AFTER A BUSY NIGHT, SKEEN COLLECTS A FOLLOWING.

Skeen woke the next morning in a warm and sweaty tangle of flesh with Hal suckling at one nipple and Hart playing with the other. Hart laughed when he saw her awake, yelped when her fingers found his not-hair and tugged. He swung over her and began raking his fingers along her ribs. She bucked vigorously, slithered away, slippery with sweat though weak from giggling. She was ticklish all over and the four Aggitj youths had discovered that with much glee, which she repaid in kind when she found that fooling with their not-hair sense organs drove them even wilder.

Much later they swam in the river, ducking and diving, splashing each other. The Aggitj were seals in the water—agile ivory, rose, and gold seals—narrow limber bodies beautiful in their watery arabesques.

She came out of the water sputtering and laughing, half drowned, feeling lazy and scrubbed clean inside and out and full of energy and languid as a worm three days dead. She rubbed herself dry with one of the blankets, pulled on her wet underwear, shook out the eddersil, and got dressed.

Breakfast. Bread, cheese, a handful of plums, the last of the ale. Clean-up. Bury the coals, shovel dirt in the craphole, scatter leaves where their night-wrestling had messed the ground and grass. The Aggitj did the work. Their movements had the flavor of ritual and they sang a droning song while they worked.

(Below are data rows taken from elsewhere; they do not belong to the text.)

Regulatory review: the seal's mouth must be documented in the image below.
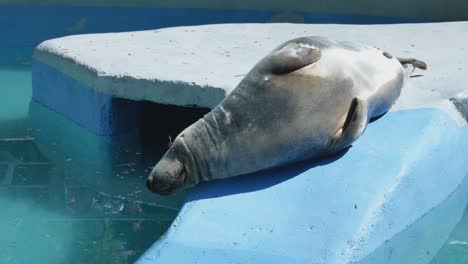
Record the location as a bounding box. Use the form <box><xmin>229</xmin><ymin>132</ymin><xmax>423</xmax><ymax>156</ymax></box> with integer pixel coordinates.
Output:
<box><xmin>146</xmin><ymin>160</ymin><xmax>187</xmax><ymax>195</ymax></box>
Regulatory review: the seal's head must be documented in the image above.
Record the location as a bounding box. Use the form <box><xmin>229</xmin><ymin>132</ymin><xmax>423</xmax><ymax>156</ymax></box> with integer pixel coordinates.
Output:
<box><xmin>146</xmin><ymin>157</ymin><xmax>187</xmax><ymax>195</ymax></box>
<box><xmin>146</xmin><ymin>137</ymin><xmax>195</xmax><ymax>195</ymax></box>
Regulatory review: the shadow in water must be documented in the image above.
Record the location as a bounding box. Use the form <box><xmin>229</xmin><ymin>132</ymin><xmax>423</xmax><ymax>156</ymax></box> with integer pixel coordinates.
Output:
<box><xmin>140</xmin><ymin>101</ymin><xmax>210</xmax><ymax>165</ymax></box>
<box><xmin>188</xmin><ymin>148</ymin><xmax>349</xmax><ymax>201</ymax></box>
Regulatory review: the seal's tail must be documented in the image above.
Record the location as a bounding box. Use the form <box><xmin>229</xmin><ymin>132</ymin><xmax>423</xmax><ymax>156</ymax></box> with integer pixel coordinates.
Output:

Skeen sat in the saddle watching all this activity with interest and some impatient. She couldn't see they'd made any great mess, but the Aggitj were very serious about what they were doing. Timka had been much the same way about their camps, eyeing Skeen with disfavor when she started to leave before the place was put back close to what it'd been before they came. Skeen wanted to leave now, but she owed them more courtesy. Good kids, limber and loving and sexy as hell. She felt like their mother, well, maybe not their mother, considering the games they'd got up to last night. She had enjoyed herself to the max last night, but she didn't want to repeat it. When she dived into a Pit Stop, she seldom spent two nights in the same place with the same person. It felt better to say it's been great, guys, see you.

The Aggitj finished their fussing, huddled together a moment to sing a short wordless song, a kind of celebration, maybe of a happy night and a joyful morning. They moved apart, chattering cheerfully in their own tongue, swung into the saddle, chattering on in Trade-Min, so persistently they canceled each other out until Hal who was the oldest put two fingers in his mouth and blasted the other three with an ear-shattering whistle.

He waved Hart, Ders, and Domi back, then maneuvered his mount beside Skeen.

Skeen started on at an easy walk, Timka's horse ambling patiently behind. They rode in silence for half a stad, then Hal said, “We want to come with you, Skeen ka Pass-Through.”